At any rate, they seem to be forgetting other racially contingent terms, none of which seem to raise any eyebrows. After all, how else could one describe male or female audio leads? "The one with the pointy bits and the one with the receptacles?" (arguably more offensive). I've yet to meet someone - male, female, or otherwise - who fails to see the analogy.
What seems to be forgotten in all this is that the formation of a great deal of seemingly politically incorrect terminology is purely pragmatic, and has no political subtext. In this way, many computer terms are simply a result of continual abbreviation and optimisation. Depoliticising these commands would almost invariably make them longer, placing an onerous burden upon computer users to type ever-increasing wads of text - all to placate a bunch of oversensitive, overblown egos.
For example, one would hardly propose altering the Unix manual command from "man" to "person." Equally ridiculous it would be to claim that the term "daemon" (a memory resident system process) perpetuates the hegemony of Judeo-Christian norms. Perhaps sillier still, "rich text files" could be more transparently denoted as "exploitive capitalist texts."
But why stop there!

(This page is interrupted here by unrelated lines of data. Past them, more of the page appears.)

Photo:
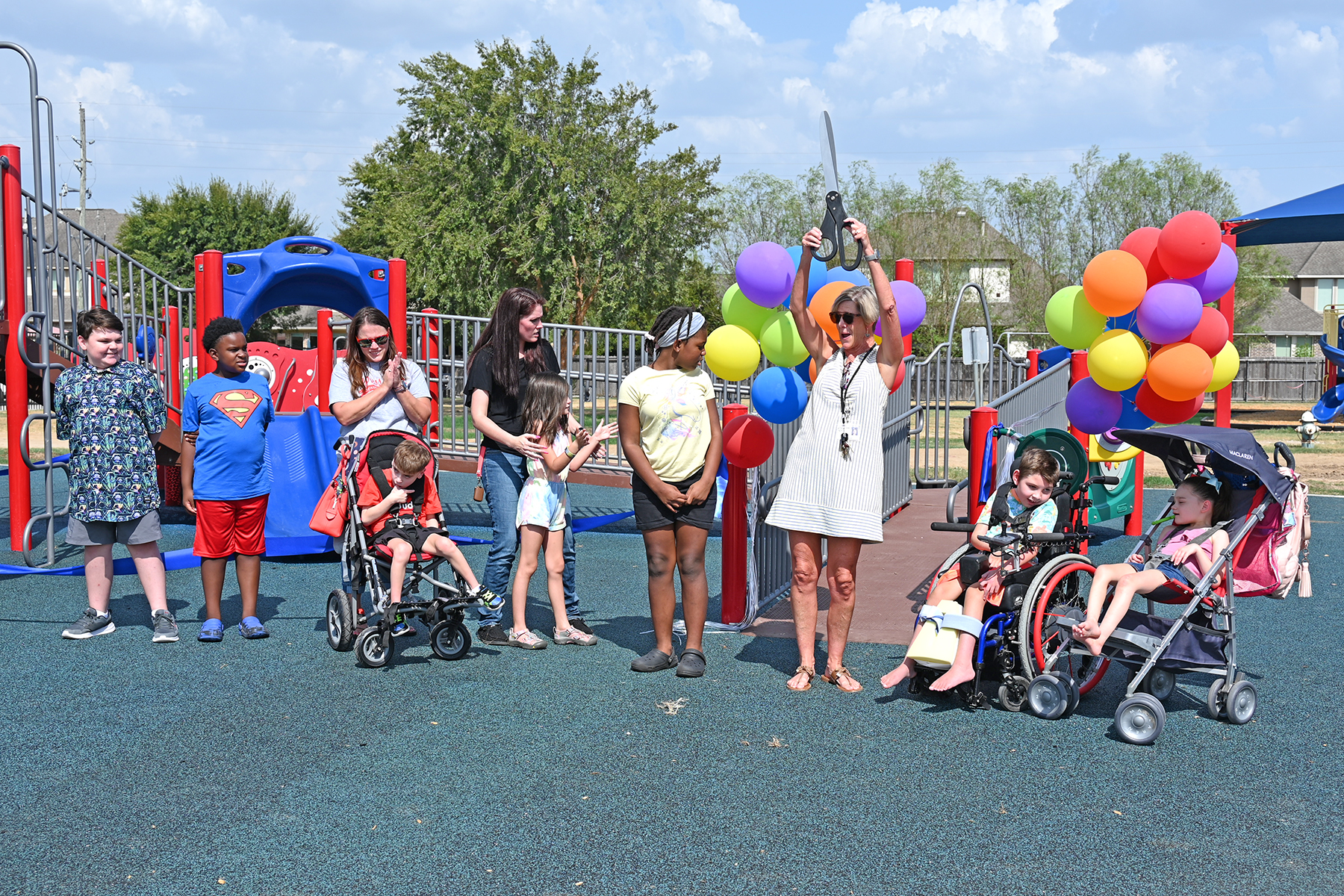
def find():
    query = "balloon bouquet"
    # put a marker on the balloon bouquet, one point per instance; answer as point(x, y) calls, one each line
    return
point(1157, 287)
point(757, 321)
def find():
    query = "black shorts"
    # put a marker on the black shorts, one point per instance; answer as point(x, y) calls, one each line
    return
point(414, 536)
point(651, 514)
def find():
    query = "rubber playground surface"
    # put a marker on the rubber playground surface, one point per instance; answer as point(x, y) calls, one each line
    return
point(279, 768)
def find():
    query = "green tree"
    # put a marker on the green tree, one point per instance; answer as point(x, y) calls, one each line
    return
point(167, 233)
point(523, 172)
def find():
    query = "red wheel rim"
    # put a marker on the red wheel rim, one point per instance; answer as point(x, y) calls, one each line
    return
point(1039, 615)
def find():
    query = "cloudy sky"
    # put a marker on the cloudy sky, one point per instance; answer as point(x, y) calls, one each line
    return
point(292, 93)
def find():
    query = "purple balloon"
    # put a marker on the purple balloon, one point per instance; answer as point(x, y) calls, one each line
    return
point(1219, 277)
point(1169, 312)
point(910, 305)
point(765, 273)
point(1093, 408)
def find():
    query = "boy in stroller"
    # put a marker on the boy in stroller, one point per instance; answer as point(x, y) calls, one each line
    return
point(399, 507)
point(1028, 508)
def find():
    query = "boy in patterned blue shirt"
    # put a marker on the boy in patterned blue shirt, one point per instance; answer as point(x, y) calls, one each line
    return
point(112, 413)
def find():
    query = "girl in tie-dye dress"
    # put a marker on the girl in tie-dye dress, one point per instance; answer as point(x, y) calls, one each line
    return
point(542, 505)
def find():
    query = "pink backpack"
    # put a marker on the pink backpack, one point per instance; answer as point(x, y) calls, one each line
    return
point(1273, 555)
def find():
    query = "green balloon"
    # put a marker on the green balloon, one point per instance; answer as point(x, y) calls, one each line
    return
point(742, 312)
point(1071, 320)
point(780, 340)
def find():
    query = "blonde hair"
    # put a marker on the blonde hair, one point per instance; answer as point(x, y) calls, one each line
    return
point(862, 296)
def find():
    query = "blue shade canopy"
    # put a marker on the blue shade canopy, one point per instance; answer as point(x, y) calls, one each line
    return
point(1307, 220)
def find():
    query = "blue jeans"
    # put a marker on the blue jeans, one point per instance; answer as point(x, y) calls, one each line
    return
point(504, 476)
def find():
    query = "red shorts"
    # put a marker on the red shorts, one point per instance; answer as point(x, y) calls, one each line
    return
point(230, 527)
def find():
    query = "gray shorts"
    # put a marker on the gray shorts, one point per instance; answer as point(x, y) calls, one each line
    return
point(139, 531)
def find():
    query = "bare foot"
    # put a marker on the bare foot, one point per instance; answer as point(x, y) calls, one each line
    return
point(953, 677)
point(898, 675)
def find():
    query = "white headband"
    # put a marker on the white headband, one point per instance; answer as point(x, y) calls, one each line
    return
point(683, 329)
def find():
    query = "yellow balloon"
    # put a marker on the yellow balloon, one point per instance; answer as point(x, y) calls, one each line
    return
point(732, 352)
point(1226, 366)
point(1117, 361)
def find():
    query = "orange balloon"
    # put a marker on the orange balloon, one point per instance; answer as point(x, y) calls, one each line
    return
point(820, 308)
point(1180, 373)
point(1115, 282)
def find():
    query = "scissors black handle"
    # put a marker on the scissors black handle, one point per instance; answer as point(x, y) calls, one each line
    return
point(833, 230)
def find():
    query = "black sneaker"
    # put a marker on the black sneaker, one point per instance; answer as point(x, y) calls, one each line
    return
point(492, 635)
point(166, 628)
point(92, 623)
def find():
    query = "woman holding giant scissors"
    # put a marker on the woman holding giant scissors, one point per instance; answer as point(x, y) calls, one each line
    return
point(828, 488)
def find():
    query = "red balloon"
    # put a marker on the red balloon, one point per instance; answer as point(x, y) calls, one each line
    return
point(1210, 334)
point(1142, 245)
point(747, 441)
point(1189, 243)
point(1159, 410)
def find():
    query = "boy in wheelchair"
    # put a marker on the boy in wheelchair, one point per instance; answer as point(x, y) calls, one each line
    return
point(401, 511)
point(1028, 509)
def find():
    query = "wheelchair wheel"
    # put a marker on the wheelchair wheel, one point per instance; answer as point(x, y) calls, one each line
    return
point(373, 650)
point(1140, 719)
point(340, 621)
point(1012, 694)
point(1060, 590)
point(1048, 697)
point(449, 640)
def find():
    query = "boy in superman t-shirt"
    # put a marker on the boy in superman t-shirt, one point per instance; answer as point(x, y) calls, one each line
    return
point(225, 480)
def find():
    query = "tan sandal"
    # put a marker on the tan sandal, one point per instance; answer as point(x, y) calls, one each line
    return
point(806, 685)
point(833, 677)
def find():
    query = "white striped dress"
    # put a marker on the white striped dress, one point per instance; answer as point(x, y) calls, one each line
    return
point(821, 491)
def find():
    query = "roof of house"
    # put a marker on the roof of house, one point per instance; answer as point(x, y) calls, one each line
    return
point(1289, 314)
point(1313, 260)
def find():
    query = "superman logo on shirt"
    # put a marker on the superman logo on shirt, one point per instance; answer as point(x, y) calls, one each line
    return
point(237, 405)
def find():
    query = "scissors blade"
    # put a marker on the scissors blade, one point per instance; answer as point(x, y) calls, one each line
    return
point(828, 155)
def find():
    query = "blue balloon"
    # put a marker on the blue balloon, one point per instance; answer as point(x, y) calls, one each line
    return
point(816, 273)
point(779, 395)
point(841, 276)
point(1130, 418)
point(147, 343)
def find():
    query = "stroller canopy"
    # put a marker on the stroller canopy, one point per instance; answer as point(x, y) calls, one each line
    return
point(1229, 450)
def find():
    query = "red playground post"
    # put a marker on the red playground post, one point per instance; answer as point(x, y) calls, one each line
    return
point(15, 373)
point(324, 359)
point(396, 302)
point(734, 567)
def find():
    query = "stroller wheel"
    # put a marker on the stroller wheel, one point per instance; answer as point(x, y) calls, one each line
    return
point(340, 621)
point(1140, 719)
point(371, 649)
point(1160, 682)
point(1012, 694)
point(1241, 703)
point(449, 640)
point(1048, 696)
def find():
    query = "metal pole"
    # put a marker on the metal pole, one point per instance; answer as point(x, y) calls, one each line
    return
point(734, 563)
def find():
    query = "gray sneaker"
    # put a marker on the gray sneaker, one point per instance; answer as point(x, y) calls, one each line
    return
point(166, 628)
point(89, 625)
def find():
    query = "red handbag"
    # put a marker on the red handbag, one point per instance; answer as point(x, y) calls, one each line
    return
point(329, 514)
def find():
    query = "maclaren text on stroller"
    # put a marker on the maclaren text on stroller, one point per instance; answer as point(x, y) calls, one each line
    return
point(1008, 648)
point(364, 564)
point(1268, 503)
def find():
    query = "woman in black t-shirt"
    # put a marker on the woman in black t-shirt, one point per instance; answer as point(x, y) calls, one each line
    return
point(510, 352)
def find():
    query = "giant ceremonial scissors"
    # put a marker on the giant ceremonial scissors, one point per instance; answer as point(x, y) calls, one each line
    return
point(833, 222)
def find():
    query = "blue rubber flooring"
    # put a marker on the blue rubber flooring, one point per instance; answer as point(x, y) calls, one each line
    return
point(277, 766)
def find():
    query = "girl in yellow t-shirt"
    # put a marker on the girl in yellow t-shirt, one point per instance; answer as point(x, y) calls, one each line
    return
point(671, 435)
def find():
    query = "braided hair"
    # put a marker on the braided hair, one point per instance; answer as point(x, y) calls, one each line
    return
point(670, 319)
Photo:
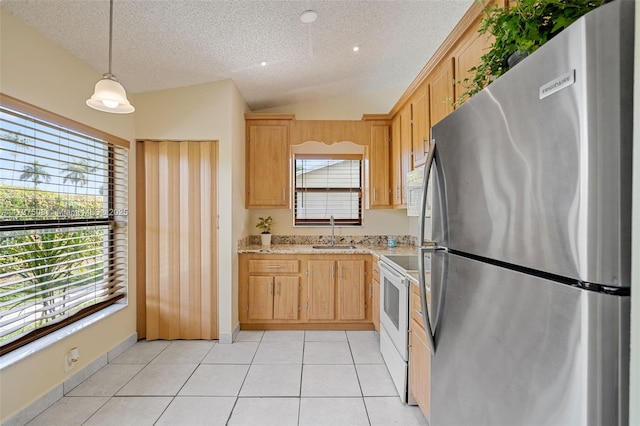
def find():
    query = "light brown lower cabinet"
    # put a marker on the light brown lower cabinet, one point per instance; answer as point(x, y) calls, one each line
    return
point(374, 295)
point(305, 291)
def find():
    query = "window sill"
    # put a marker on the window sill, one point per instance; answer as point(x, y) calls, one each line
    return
point(46, 341)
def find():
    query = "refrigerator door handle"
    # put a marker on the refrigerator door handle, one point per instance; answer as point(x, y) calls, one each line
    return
point(425, 184)
point(426, 317)
point(421, 269)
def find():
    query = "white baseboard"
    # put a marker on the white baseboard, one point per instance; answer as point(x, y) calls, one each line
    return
point(227, 338)
point(47, 400)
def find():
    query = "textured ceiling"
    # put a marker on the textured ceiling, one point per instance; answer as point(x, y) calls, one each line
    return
point(159, 44)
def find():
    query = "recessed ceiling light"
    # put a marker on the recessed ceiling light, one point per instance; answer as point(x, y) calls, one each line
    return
point(308, 16)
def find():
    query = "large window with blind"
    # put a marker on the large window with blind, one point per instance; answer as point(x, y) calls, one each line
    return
point(325, 186)
point(63, 223)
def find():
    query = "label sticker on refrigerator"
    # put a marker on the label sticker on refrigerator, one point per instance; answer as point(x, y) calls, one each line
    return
point(557, 84)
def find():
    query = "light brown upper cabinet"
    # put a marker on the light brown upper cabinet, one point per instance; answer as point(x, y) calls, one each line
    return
point(401, 154)
point(267, 165)
point(379, 157)
point(420, 125)
point(441, 92)
point(396, 163)
point(472, 46)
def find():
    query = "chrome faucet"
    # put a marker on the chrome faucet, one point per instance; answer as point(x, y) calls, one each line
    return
point(333, 230)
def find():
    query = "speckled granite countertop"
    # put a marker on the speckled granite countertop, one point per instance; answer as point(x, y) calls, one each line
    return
point(376, 250)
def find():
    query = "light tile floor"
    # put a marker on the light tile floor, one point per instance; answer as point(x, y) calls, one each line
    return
point(324, 378)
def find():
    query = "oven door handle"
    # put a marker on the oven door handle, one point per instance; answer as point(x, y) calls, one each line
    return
point(392, 272)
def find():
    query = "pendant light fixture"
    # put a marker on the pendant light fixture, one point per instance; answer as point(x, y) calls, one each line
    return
point(109, 95)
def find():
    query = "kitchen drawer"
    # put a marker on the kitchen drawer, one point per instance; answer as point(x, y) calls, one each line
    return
point(280, 266)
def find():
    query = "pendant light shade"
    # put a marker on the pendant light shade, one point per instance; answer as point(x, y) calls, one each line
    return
point(109, 95)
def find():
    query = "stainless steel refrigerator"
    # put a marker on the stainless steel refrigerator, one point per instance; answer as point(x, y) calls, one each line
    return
point(531, 216)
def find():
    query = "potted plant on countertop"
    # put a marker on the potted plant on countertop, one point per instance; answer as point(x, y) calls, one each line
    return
point(265, 223)
point(518, 31)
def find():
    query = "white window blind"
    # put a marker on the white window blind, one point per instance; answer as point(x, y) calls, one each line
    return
point(328, 186)
point(63, 226)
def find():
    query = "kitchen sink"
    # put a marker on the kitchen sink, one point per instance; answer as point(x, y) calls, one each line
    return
point(350, 247)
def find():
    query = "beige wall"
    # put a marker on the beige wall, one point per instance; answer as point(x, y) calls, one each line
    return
point(344, 108)
point(39, 72)
point(212, 111)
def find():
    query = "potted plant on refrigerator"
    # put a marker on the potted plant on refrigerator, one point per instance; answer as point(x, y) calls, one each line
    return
point(518, 31)
point(265, 223)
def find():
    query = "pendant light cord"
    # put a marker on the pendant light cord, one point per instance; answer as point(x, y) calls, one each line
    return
point(110, 32)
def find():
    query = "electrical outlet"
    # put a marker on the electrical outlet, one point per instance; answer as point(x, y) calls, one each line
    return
point(71, 358)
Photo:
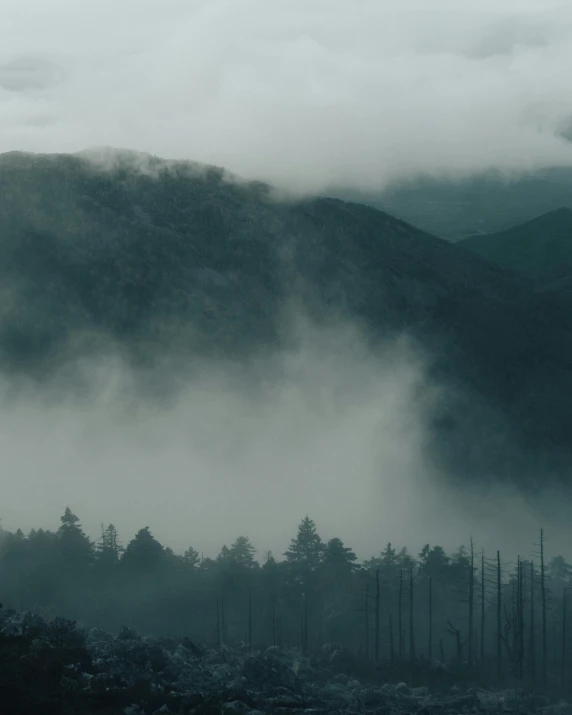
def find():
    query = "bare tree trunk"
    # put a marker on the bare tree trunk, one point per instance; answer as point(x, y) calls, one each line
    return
point(482, 606)
point(430, 644)
point(367, 619)
point(499, 618)
point(400, 615)
point(249, 619)
point(564, 638)
point(543, 605)
point(411, 624)
point(391, 640)
point(223, 620)
point(471, 604)
point(377, 613)
point(274, 618)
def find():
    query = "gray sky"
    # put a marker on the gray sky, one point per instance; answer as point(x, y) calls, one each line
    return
point(304, 94)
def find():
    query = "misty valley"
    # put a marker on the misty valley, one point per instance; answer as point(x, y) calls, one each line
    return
point(372, 419)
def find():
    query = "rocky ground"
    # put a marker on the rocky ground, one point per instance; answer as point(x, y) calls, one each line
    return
point(56, 668)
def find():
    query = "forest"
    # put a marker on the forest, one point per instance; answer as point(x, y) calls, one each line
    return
point(491, 617)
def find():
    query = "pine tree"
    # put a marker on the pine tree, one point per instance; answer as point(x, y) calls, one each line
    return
point(306, 550)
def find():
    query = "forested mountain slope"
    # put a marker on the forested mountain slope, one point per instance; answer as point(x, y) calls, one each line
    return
point(170, 259)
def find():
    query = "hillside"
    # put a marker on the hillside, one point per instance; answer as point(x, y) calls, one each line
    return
point(540, 249)
point(175, 260)
point(489, 203)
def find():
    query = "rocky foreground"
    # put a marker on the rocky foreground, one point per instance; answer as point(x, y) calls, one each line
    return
point(55, 667)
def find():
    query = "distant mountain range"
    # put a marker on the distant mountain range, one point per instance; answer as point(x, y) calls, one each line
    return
point(175, 260)
point(540, 249)
point(489, 203)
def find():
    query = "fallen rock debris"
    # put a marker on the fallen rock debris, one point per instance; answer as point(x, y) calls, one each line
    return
point(57, 667)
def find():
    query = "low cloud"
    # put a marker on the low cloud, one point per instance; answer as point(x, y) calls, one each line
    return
point(307, 96)
point(330, 427)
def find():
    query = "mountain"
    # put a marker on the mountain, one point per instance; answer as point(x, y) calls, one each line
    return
point(171, 260)
point(487, 203)
point(540, 249)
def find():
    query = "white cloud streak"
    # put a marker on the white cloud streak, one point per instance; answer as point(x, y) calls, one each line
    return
point(304, 94)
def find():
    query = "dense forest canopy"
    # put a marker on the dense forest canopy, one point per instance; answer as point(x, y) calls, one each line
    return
point(396, 606)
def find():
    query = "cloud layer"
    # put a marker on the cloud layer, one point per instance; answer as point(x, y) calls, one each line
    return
point(329, 428)
point(306, 95)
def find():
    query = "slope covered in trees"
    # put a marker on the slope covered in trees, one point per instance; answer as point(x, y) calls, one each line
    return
point(455, 208)
point(540, 249)
point(489, 616)
point(164, 260)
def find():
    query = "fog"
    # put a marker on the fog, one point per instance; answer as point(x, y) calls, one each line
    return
point(306, 96)
point(330, 427)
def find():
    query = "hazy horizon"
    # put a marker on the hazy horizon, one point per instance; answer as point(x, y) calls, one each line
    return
point(305, 97)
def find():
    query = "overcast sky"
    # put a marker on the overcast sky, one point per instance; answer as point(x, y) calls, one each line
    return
point(304, 93)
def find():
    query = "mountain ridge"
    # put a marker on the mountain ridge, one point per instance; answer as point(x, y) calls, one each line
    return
point(540, 249)
point(186, 262)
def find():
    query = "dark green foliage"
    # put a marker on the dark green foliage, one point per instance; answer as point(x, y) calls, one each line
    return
point(540, 250)
point(492, 202)
point(174, 261)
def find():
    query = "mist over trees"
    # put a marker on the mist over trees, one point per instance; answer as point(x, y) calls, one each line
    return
point(485, 614)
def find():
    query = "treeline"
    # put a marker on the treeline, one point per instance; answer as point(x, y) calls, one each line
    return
point(498, 619)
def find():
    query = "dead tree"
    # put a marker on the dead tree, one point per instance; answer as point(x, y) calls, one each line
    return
point(499, 618)
point(459, 643)
point(223, 620)
point(400, 615)
point(520, 609)
point(249, 619)
point(411, 623)
point(564, 639)
point(471, 604)
point(391, 640)
point(367, 619)
point(377, 607)
point(482, 606)
point(543, 606)
point(532, 645)
point(430, 644)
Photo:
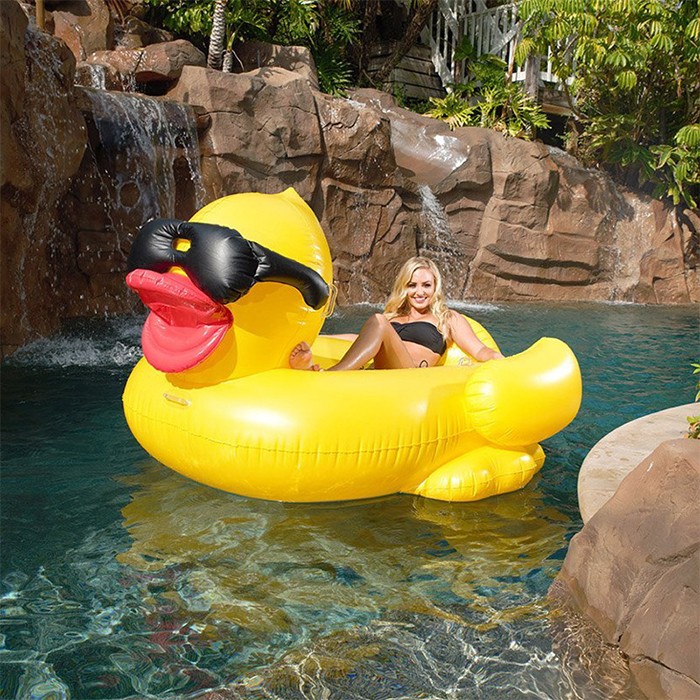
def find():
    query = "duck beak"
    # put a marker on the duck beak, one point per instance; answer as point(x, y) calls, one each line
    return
point(185, 325)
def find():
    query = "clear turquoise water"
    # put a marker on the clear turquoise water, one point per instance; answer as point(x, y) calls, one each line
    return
point(121, 579)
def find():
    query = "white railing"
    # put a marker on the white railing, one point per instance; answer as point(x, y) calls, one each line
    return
point(489, 30)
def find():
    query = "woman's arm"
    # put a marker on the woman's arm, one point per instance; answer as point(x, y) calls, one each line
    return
point(467, 341)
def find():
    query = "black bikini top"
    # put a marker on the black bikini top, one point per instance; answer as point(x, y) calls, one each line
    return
point(423, 333)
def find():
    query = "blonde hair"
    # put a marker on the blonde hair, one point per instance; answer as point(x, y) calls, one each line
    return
point(398, 305)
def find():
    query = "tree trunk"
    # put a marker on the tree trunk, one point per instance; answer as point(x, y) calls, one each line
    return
point(40, 14)
point(369, 36)
point(420, 18)
point(217, 39)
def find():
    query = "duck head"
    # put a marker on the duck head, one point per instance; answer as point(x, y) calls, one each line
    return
point(233, 290)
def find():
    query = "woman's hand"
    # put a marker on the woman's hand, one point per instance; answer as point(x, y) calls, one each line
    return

The popular C programming language function, abort(), must now be called choice()! The command line keyword "kill" should be (more affectionately) termed "euthanise." Internet Explorer's "history" feature must renounce its implicit patriarchal values and be replaced by "herstory." Blacklists? Exclusion lists! Floppy drive? Tensile challenged. Where does the madness end? (Post more examples in the comments section.)
My analysis? This attempt to subvert such accepted, relatively neutral, and foundational words as master and slave is the result of its initiator's own slave consciousness. Bounded by guilt and perceiving themselves as indebtted to others, the Politically Correct individual seeks, above all else, validation and acceptance. To this end, he (notice your reaction) adopts language guaranteed not to be offensive to anyone (well, except those of us who dislike overt gypping). The individual restricted by norms of political correctness is, ironically, submissive to them - a linguistic slave. Such persons need, basically, to overcome their own, limited conception of themselves and others. Doubleplusgood.